I am aware that I am still holding part of my grief in and not allowing myself to fully grieve the loss of Big Bubby. I come to my followers here with a smile on my face but in truth, I still have a lot of grief to work through. My new therapist, after one visit, seems to be very in tune with grief, maybe not child loss, but grief in general. He was quick to answer my thoughts and reassure me that what I am seeing and feeling is accurate.
This road I am on, seems to have sharp curves and large mountains that come from nowhere to catch me off guard. I have to remember that this will be a lifetime for me. I will have ups and downs that come unexpectedly, I will have times that I find myself enjoying and laughing with family or friends and suddenly feel bad for enjoying myself, but I will also have quiet times when Big Bubby will be in my focus and I will talk with him about my day.

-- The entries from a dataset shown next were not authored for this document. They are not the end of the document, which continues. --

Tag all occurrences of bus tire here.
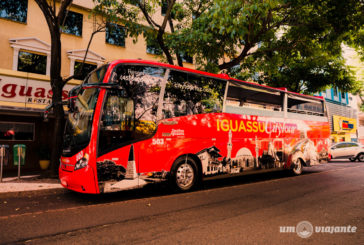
[170,155,200,192]
[292,158,303,175]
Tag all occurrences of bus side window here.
[226,81,283,113]
[163,70,226,118]
[287,94,325,116]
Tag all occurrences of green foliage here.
[92,0,364,93]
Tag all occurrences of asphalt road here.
[0,161,364,244]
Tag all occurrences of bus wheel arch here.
[169,154,202,192]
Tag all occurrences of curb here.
[0,187,69,199]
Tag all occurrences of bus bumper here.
[59,166,100,194]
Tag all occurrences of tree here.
[181,0,363,93]
[35,0,124,174]
[35,0,72,174]
[98,0,363,93]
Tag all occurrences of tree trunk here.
[50,27,64,176]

As a mother, it is hard to explain to anyone who has not lost a child, the total devastation that you go through. You carry a child for nine months and feel a baby grow inside you. There is no closer connection than that. No one can prepare you for the unimaginable when a loss happens to you. I have said before in my blog that I was the parent who said I would not be able to survive the loss of a child, yet here I am, surviving. But I want to do more than just survive. I want to live again. I want to smile, laugh, enjoy with my family again and not feel a deep feeling of shame for enjoying when Big Bubby is not here.
I want desperately to be the person I was before the accident. That person is no longer inside me and I know that, but I don’t want to be the person I am now. The medication list I have is crazy just to keep my somewhat sanity in check. I wonder, do others in my shoes also feel this way or have this list of medications that they take. How do they feel about being heavily medicated and not really “feel” anything?
I have been given a new option to try for non medicated treatment. I am meeting with a health advocate to see if this is a right fit for me. It is intense as it is a five day a week program for at least 5 weeks. They say that you will see improvement after week four. I wonder what “improvement” means to a mother who has lost a child? Does that mean I can no longer feel ashamed for enjoying my life? Does that mean Big Bubby will no longer be in the front of my thoughts and actions? Today is the day I have my meeting set up for. We will see where this goes.